Ok, maybe this isn’t the case. But, I am becoming increasingly interested in how we use punctuation and, more importantly, what makes us use those funny little marks that some use with glee abandon and others use like they are some form of anthrax. We have all sat before a piece of work that is drowning in commas, but is a desert for full stops. What makes a student write pages and pages of writing and not use one single full stop? Ask that same student: ‘What do you need to do to improve your writing?’ They simply say: ‘Add full stops.’ Yes, add. But maybe the problem really is they should ‘think’ in full stops.


During

Often the case with students’ writing is that they are so concerned with getting ideas on the page that the casualty of speed is punctuation. Students often know how to use punctuation. We get it in our heads as teachers that they know diddlysquat about using it. They do; they just haven’t applied the rules or they have forgotten them. I am in essence talking about full stops, commas, exclamation marks and question marks. I have endlessly circled errors and the students have always been able to say ‘oh, yeah I missed a full stop’. When writing, they are in the eye of the storm. Everything looks fine to them.

The race to capture a set of decent ideas means that communication of these ideas is neglected. The simple manta is often used: As long as I have it on the page, I am fine. Teachers know the value of crafting writing. We plan the appropriate time for students to write effectively. We make them plan. We make them proofread. We do everything we can to help them craft, but still I am left with one student finishing thirty minutes before the allocated time and one student always needs an extra day to get the best piece of work.  Possibly, we need to get them to use punctuation in more of a functional way. I alluded to being explicit with the purpose of punctuation in my last blog, but what if we were explicit with the function of a piece of punctuation.

The cat sat on the mat.

The cat sat on the mat, but it was cold.

The cat sat on the mat; it was dead.

The cat (a flea ridden orange thing) sat on the mat.  

The cat sat on the mat, waiting for its food: a plate of fish.

The cat sat on the mat – like it usually does.  

Yep, I have ditched the question mark and the exclamation mark as those pieces of punctuation are set in stone. I mean: you commit to a sentence being an exclamation or question from the start. You might change to a question or exclamation afterwards, but usually you think of them at the time of writing the sentence.


Over the years, I have taught students explicit sentence structures to help them learn automatically where the punctuation should go. It works, but to develop more sophisticated writing my students need to know how to develop and extend an idea. After all, that’s the purpose of punctuation. It isn’t to make the English teacher happy. It is about how we take one idea and shape and form it. In the past, I have discussed our reliance on discourse markers to shape ideas. The sad drawback of this is that students don’t really develop an idea; they just play table tennis with an idea. Additionally… this. Furthermore… this. However…this. In contrast…this. Writing is about communicating an idea effectively.

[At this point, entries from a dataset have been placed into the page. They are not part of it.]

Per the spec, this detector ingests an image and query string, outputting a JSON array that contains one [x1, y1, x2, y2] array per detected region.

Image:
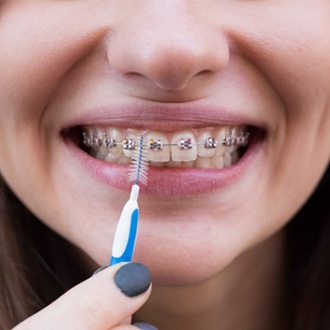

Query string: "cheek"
[[232, 1, 330, 113]]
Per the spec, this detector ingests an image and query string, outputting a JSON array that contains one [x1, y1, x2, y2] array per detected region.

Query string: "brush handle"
[[110, 185, 139, 266]]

That means developing and exploring it. Not endless listing of things.


I have an idea  - It is about a cat!  

The cat sat on the mat.


I want to explain more about the idea

Comma + another sentence

The cat sat on the mat, but it was cold.


I want to carry on discussing the topic but I want to add an idea that only partly related to the original one

Semicolon + another sentence

The cat sat on the mat; it was dead.


I want to give more information about one particular thing in the sentence

Thing, bracket, phrase, bracket, sentence

The cat (a flea ridden orange thing) sat on the mat.



I want to introduce something new to the idea.

Colon + phrase  

 The cat sat on the mat, waiting for its food: a plate of fish.


I want to interrupt the original train of thought by adding an idea. I could use the word ‘therefore’ instead of a dash in this situation.

Dash + phrase

The cat sat on the mat – like it usually does.  


At every stage, the punctuation helps add detail to the original subject/idea. The sentences are pants, but they give you an idea of how the sentence (original idea) can be developed. Students tend to list ideas rather than develop them. Looking at exam board specs, it is all about the depth of ideas and not the quantity of ideas. Maybe, just maybe, we need to look at punctuation as a way to develop those ideas. All too often we get students to write more in the vain hope they will develop their ideas.

We often focus on accuracy with punctuation. Or, we focus on there not being a variety of punctuation in a piece of work. What if we concentrated on how students use punctuation to develop and extend ideas?

Look at the writing of Charles Dickens and you see what ‘the cat on the mat’ does. He plays with ideas like a cat plays with a ball of wool. He pushes it one way really far. He pushes it another just as far. He will also focus on a strand for ages. Or, he will go for the whole ball and pounce.

Thanks for reading,

Xris

P.S. No animals were harmed in the writing of this blog. Maybe a few pixies died trying to get the punctuation right in this blog.